O fato de termos tido acesso à história de Hitler por suas vítimas faz com que tenhamos essa visão unilateral. O que demonstra o poder da argumentação, da narração e da importância do acesso às várias facetas de uma mesma história. Hitler realmente acreditava que o que estava fazendo era certo, justo e bom. Acreditava que ele seria o salvador que estava à disposição da população para ouvir seus anseios, como pode ser observado no pronunciamento de Hans-Friedrik Blunk, Presidente da Câmara de Literatura do Reich:
. Esse governo, nascido em oposição ao racionalismo, conhece o desejo do povo e seus maiores sonhos que somente um artista pode dar forma.
A História de Hitler dá margem, ainda, para se traçar um paralelo entre suas políticas na reconstrução de Berlim durante o III Reich com a política de higienização proposta pelo Prefeito de São Paulo, João Dória, este ano. Hitler examinou as obras de arte produzidas na época e selecionou para exposição apenas aquelas que retratavam uma sociedade que se encaixasse em seus ideais tipicamente europeus, elitistas e católicos, eliminando assim todas as artes modernas, que não mais se preocupavam com a forma e nem a beleza, mas com uma arte livre e de cunho político, que, para ele, não categorizava arte e interferiam na estética por ele prezada. Adolf, ainda, condenou à morte, diversos deficientes físicos e mentais, as crianças assim nascidas e os já crescidos também, pelo simples fato de o serem, e, assim, interferirem na existência do seu Estado Novo, limpo e perfeito sob os seus modos.
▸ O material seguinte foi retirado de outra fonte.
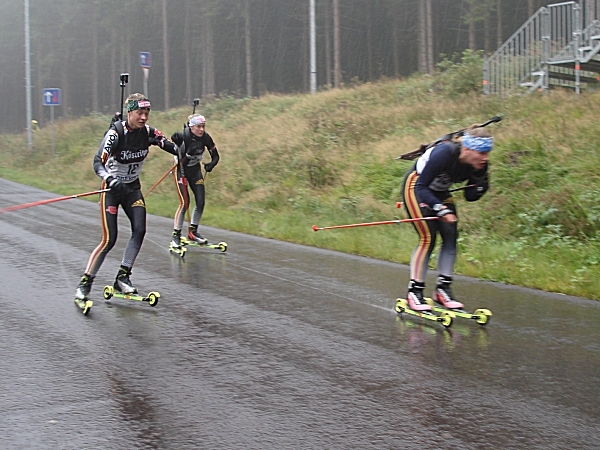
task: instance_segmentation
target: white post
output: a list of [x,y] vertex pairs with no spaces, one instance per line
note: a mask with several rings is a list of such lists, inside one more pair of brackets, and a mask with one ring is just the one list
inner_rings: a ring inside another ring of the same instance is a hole
[[50,130],[51,130],[51,147],[52,147],[52,159],[54,159],[54,105],[50,105]]
[[317,92],[317,36],[315,25],[315,0],[310,0],[310,93]]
O que o prefeito Dória fez foi, pelos mesmos motivos estéticos e higiênicos de Hitler, apagar todos os grafites, arte contemporânea e por vezes incompreendida, espalhados pelos muros da cidade de São Paulo, arte tal que não só a embelezava e tornavam-na única, como serviam como forma de protesto e manifestações por direitos sociais, políticos e econômicos, e pintar os muros de cinza. Além de ter destruído a alocação de diversos usuários de crack (entre outras drogas), a chamada Cracolândia, e dividi-la, espalhando os usuários por toda a cidade, João propôs, ainda, a internação compulsória dessas vítimas das drogas, marginalizadas e tidas, muitas vezes como delinquentes e criminosos invisíveis à sociedade.
O que se pode observar acerca desse paralelo é a visão tida do Holocausto como tão distante da atualidade, tanto cronológica, como ideologicamente, que nos parece impossível que algo parecido venha a acontecer novamente. Achamos que Hitler ficou preso ao passado e que nunca tivemos e nunca mais teremos outro alguém capaz de cometer tamanha atrocidade. Em todas as épocas se observou uma imagem “Hitleriana”, mas que, por uma pequena diferenciação de sucesso de seus feitos, não foram assim vistos ou tão “demonizados”. Muitos se recusam a ver a existência desse paralelo, e ainda chegam a idolatrar a figura desses líderes, dentre os quais, Dória, e renegar a de Hitler, ignorando a relação tão alarmante e aparente dessa relação entre esses.
Estamos tão acostumados a taxar Hitler de monstro cruel e irreverente, que nos esquecemos de olhar para nós mesmos e para a crueldade que a todo o momento praticamos e para nossos líderes políticos, que com seu poder acabam, aos poucos, com nossa liberdade. Preocupamo-nos tanto em vigiar a vida dos outros e em condenar a maldade de terceiros, que não olhamos o mal que fazemos, não só para outros, mas, às vezes, para nós mesmos, o que nos consome internamente e prejudica a sociedade por inteiro. É importante levar em conta que estamos, a todo o momento suscetíveis à praticar maldades e à condenação por parte de todos ao nosso redor.